The monovalent (single-strain) COVID-19 vaccine booster was 74% effective against Omicron infection compared with the primary vaccine series for 3 months, but protection waned to 42% from 3 to 6 months and 36% after 6 months, estimates a study published yesterday in Influenza and Other Respiratory Viruses.
Marshfield Clinic researchers estimated relative vaccine effectiveness (rVE) of a monovalent COVID-19 vaccine booster compared with the primary series among 883 participants aged 5 years and older living in Wisconsin from January to July 2022.
The study spanned the predominance of the SARS-CoV-2 Omicron variant, primarily the BA.2 and BA.5 substrains, and was conducted before the availability of the updated bivalent (two-strain) COVID-19 booster.
A total of 625 (71%) received a booster, while the remainder completed only the primary series. Participants completed a symptom survey and submitted a nasal swab for polymerase chain reaction (PCR) testing each week and when they had at least one COVID-like symptom.

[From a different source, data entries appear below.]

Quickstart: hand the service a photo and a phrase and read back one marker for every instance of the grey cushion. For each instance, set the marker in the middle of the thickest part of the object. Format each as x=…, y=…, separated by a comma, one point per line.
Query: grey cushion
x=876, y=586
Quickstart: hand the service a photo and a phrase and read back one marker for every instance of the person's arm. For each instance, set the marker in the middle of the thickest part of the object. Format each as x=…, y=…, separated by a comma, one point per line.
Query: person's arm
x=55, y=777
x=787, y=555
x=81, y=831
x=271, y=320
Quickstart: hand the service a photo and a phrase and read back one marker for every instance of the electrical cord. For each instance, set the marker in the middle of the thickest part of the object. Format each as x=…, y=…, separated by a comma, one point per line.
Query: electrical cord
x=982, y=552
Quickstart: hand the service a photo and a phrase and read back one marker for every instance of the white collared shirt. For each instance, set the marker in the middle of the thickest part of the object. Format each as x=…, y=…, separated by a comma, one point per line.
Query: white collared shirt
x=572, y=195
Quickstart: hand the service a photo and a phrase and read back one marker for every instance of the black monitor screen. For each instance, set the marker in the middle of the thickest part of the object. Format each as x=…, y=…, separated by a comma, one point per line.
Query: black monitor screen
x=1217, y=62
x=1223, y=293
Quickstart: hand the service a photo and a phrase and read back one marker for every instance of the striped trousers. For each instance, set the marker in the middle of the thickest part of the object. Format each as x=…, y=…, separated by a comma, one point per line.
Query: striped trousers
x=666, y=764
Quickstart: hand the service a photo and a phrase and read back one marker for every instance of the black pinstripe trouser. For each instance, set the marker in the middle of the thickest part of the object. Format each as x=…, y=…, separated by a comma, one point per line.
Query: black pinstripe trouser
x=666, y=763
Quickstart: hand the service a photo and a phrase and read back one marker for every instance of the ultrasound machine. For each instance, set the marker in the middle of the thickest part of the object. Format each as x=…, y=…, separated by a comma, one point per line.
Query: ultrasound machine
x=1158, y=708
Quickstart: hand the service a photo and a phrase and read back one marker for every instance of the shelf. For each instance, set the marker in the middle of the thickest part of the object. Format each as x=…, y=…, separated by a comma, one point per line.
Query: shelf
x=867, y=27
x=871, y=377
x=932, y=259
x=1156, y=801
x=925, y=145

Of 219 (25%) COVID-19 infections, 97 occurred after receipt of the primary series, and 122 occurred after a booster. Overall rVE was 51%, regardless of previous infection status or the presence of an immune-compromising condition.
Routine vaccination needed
Fifteen days to 3 months after booster receipt, rVE was 74%, dropping to 42% at 3 to 6 months and 36% after 6 months. The rVE of a second monovalent booster compared with a single booster was 24% among participants aged 50 and older—the only participants eligible for a second booster—but the 95% confidence interval ranged from –40% to 61%.

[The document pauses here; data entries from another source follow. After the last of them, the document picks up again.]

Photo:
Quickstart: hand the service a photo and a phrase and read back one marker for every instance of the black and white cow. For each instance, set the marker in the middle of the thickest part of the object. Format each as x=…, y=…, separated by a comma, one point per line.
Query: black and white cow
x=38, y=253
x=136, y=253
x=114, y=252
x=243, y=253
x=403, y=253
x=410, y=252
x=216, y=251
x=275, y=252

Increasing bivalent booster uptake should be a priority to increase protection likely lost due to waning immunity.
The results, the authors said, confirm that vaccine-induced protection against COVID-19 infection is temporary and influenced by evolving pandemic conditions.
"Increasing bivalent booster uptake should be a priority to increase protection likely lost due to waning immunity and antigenic change of circulating viruses," they wrote. "As is the case with influenza, routine vaccination, and regular evaluation of vaccine composition will be necessary to address ongoing SARS-CoV-2 transmission."